I know this is a fairly broad question, but I have not been in a situation like this before and want to be as safe as possible. I would greatly appreciate any insight you can provide me on this issue.
Thank you very much.
| Response from Dr. Young
Hi and thanks for posting.
You ask several really important questions- ones that have been given a lot of recent attention with the recent FDA approvals of Truvada (tenofoviv/FTC) for pre-exposure prophylaxis (PrEP) and home-based HIV testing.
First, off, probably the most significant aspect about HIV prevention (other than consistent condom use) is whether your partner is on HIV treatment, and if his HIV viral load is undetectable. If this is the case the risk of HIV transmission is already much further reduced.
The clinical studies that showed the ~95% effectiveness for optimally adhered Truvada PrEP were in comparison to best-practice safer sex (ie., training on correct use and access to condoms, screening and treatment of other sexually transmitted infections).
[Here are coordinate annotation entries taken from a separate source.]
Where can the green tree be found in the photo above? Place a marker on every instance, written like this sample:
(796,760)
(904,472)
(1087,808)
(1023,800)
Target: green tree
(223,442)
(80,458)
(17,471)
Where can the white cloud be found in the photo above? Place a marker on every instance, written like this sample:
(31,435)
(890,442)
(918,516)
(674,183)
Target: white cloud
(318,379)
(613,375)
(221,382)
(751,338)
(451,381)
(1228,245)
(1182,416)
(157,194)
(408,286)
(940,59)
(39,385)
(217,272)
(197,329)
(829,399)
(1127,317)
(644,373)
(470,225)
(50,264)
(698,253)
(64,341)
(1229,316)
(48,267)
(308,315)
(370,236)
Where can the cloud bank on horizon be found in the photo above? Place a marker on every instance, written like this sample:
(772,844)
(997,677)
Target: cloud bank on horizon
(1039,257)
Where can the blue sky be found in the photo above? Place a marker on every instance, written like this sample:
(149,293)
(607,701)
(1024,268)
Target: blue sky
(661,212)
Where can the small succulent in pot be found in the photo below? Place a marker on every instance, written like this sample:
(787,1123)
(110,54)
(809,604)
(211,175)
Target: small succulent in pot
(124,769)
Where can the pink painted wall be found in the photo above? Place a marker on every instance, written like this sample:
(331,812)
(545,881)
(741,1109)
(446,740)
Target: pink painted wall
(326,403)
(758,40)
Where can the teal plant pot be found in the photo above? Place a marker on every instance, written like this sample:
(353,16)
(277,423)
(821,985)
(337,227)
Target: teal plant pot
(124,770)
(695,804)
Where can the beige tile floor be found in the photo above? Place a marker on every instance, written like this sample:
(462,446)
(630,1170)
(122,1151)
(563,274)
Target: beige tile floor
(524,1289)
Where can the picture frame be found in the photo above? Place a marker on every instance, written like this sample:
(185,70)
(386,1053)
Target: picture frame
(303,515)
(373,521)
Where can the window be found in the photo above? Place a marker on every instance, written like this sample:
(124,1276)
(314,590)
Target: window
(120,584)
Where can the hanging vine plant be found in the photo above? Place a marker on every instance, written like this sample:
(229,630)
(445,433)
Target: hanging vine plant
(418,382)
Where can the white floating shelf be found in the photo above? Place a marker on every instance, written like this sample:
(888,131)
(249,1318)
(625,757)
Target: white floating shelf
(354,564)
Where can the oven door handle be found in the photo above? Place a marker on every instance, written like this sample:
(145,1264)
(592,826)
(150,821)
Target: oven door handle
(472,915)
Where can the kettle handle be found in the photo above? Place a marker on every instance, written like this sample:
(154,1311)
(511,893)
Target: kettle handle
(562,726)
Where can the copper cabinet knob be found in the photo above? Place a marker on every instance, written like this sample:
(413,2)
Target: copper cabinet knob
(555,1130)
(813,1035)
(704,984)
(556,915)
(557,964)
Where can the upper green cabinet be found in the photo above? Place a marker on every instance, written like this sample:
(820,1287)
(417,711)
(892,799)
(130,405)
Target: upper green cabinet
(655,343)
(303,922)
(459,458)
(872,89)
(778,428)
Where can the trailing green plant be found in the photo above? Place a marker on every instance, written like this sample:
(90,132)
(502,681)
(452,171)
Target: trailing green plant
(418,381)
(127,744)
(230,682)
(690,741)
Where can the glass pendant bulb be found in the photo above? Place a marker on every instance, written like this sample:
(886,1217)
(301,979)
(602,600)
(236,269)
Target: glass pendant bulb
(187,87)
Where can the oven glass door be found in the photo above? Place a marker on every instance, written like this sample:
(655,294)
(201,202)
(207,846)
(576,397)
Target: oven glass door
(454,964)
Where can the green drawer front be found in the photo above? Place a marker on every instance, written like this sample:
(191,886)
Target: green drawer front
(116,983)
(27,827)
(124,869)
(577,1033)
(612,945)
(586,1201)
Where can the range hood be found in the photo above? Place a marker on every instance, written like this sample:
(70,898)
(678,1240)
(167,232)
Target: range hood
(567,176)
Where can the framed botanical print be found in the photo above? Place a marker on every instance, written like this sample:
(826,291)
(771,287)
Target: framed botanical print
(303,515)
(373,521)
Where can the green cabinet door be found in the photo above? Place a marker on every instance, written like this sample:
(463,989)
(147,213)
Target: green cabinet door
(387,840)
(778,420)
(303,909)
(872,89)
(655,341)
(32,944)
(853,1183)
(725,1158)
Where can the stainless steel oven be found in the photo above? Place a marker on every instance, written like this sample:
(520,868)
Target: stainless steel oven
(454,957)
So, yes, there is the possibility of substantial additional reduction in HIV transmission, if you were willing to be adherent to the treatment (this is no different that for treating people living with HIV; namely that the medications have to be taken to be fully effective).
PrEP might indeed be of the optimal value in new sexual partnerships, whether they are the anonymous hook up or the new relationship, since knowledge about one's HIV status or viral load might not yet be proven. (or the new partners could be in the "window" period of HIV testing, that doesn't detect recent infection).
Truvada PrEP isn't for everyone. If you have kidney disease or osteoporosis, I'd probably focus on other strategies (or medications, not yet approved). But PrEP is usually very well tolerated and has been proved to reduce HIV transmission in at-risk people. For these people (and you could be one), it's an additional tool to keep yourself healthy and HIV negative.